А может, скверные воспоминания об ушедшем годе были вызваны суровыми холодами последних двух недель – кто теперь знает? Снег в тех местах, где его не убрали, подтаивал, образуя сплошную корку льда, и увеличивалось количество травм от падений. Остряки шутили:
– В Барселоне сейчас холоднее, чем на Северном полюсе.

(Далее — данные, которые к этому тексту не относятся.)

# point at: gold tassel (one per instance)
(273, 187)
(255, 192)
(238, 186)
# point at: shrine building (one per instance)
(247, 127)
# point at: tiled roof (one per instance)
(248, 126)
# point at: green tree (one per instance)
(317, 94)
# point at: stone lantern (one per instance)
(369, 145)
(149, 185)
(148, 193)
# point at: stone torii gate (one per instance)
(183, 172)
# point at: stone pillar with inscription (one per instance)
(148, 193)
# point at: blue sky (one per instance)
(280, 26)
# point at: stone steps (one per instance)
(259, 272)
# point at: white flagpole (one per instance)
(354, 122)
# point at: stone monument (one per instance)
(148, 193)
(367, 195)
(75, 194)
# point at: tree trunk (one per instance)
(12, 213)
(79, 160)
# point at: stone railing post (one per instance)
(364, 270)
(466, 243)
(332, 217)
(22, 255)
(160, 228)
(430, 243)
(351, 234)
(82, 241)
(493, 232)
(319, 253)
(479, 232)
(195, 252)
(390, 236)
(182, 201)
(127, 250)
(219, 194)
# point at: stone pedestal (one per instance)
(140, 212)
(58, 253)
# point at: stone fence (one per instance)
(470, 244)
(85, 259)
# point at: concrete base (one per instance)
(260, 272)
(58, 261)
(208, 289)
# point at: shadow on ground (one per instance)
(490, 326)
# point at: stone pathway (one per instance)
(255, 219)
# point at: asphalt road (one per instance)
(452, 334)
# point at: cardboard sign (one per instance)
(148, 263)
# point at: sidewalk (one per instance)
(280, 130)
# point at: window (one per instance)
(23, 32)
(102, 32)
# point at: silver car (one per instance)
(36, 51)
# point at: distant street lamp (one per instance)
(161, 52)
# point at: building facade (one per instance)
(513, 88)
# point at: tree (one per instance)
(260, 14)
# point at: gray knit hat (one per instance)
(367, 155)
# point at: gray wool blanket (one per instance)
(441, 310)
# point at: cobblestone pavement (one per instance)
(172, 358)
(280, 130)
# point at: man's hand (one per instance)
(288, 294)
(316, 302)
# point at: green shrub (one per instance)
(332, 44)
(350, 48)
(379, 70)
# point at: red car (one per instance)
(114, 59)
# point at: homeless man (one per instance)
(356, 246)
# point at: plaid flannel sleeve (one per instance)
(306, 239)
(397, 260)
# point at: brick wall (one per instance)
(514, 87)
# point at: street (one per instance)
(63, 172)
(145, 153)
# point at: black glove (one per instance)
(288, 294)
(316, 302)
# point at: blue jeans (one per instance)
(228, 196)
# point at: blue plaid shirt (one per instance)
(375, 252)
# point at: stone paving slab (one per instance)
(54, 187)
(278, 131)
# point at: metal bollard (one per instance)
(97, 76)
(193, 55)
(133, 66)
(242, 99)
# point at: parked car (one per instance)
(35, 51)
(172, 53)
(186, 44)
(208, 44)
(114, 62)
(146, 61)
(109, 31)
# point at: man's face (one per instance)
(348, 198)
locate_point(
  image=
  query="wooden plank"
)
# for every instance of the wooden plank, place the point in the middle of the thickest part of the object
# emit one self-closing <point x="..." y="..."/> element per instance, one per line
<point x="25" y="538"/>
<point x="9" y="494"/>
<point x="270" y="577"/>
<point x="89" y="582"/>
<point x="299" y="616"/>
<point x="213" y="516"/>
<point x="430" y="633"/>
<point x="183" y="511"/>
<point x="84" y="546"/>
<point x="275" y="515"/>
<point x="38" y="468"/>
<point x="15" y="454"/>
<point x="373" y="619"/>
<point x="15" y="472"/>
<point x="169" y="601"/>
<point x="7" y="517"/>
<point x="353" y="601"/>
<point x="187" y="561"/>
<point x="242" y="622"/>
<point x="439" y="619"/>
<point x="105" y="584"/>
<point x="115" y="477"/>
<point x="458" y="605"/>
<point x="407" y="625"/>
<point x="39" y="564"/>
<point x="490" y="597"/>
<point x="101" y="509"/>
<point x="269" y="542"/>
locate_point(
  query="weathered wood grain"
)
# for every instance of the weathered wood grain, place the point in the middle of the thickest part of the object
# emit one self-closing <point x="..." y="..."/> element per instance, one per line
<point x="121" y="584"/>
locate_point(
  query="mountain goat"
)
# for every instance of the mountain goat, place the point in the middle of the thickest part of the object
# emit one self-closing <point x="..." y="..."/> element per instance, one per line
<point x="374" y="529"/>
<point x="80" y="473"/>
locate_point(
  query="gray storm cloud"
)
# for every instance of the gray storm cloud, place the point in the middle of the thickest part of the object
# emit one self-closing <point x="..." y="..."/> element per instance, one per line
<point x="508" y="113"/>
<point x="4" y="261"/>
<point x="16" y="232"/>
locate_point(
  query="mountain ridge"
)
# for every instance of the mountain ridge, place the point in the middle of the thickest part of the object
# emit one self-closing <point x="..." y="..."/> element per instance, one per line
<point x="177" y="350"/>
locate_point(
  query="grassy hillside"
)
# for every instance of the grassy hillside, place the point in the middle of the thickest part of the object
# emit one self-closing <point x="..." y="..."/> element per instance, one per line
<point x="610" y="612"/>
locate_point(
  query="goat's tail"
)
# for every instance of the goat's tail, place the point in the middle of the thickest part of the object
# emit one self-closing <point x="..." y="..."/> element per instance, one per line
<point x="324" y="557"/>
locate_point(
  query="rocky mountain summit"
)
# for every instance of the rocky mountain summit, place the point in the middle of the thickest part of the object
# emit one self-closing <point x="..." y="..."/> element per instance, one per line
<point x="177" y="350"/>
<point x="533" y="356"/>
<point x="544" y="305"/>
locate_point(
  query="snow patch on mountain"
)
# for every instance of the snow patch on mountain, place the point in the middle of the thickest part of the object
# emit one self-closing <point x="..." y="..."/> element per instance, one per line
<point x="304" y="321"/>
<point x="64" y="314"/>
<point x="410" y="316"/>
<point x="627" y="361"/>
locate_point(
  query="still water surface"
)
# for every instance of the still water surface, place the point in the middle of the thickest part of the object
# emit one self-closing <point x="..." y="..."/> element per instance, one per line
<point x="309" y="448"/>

Так совпало, что в это время производилась реконструкция площади Каталонии, и она, сплошь изрытая канавами, заваленная горами смерзшегося мусора, действительно производила впечатление безжизненной серой тундры. Одна газета опубликовала сенсационную новость: на площади в одной из ям нашли несколько яиц очень крупного размера, по виду пингвиньих. Кто-то пустил слух, будто яйца исследовали в лаборатории и подтвердили их происхождение. Скорее всего, эту шутку приготовили ко Дню простаков, но она затерялась где-то в редакционных коридорах и была опубликована не ко времени. Тем не менее газетная утка является красноречивым свидетельством той роли, какую холод сыграл в жизни обитателей города, в большинстве своем совершенно не подготовленных к защите от его грозных наскоков. На пляже, где жили бездомные рабочие со своими семьями, ситуация достигла критической точки. Однажды ночью женщины, чтобы не замерзнуть насмерть, подхватили детей на руки и отправились в город. Мужчины за ними не последовали, рассудив на трезвую голову, что в их присутствии дело может принять нежелательный оборот. Женщины и дети перешли железный мост, соединявший пляж с парком Сьюдаделы, и зашагали среди недостроенных павильонов в сторону Дворца изящных искусств. Этот дворец, ныне не сохранившийся, стоял тогда справа от бульвара Сан-Хуан, если заходить в него через Триумфальную арку, – как раз на линии пересечения с Торговой улицей, – то есть за пределами парка, но на территории Всемирной выставки. Размеры Дворца изящных искусств составляли 88 метров в длину, 41 в ширину и 35 в высоту без учета четырех пирамидальных куполов, увенчанных скульптурами – аллегориями Славы. Во дворце помимо залов и галерей, предназначенных для размещения предметов искусства, имелся великолепный салон размером 50 на 30 метров для разного рода торжественных мероприятий. В этот салон и пришли женщины с детьми с намерением расположиться в нем на ночь. Ответственный за охрану жандармский офицер поставил в известность соответствующие органы власти.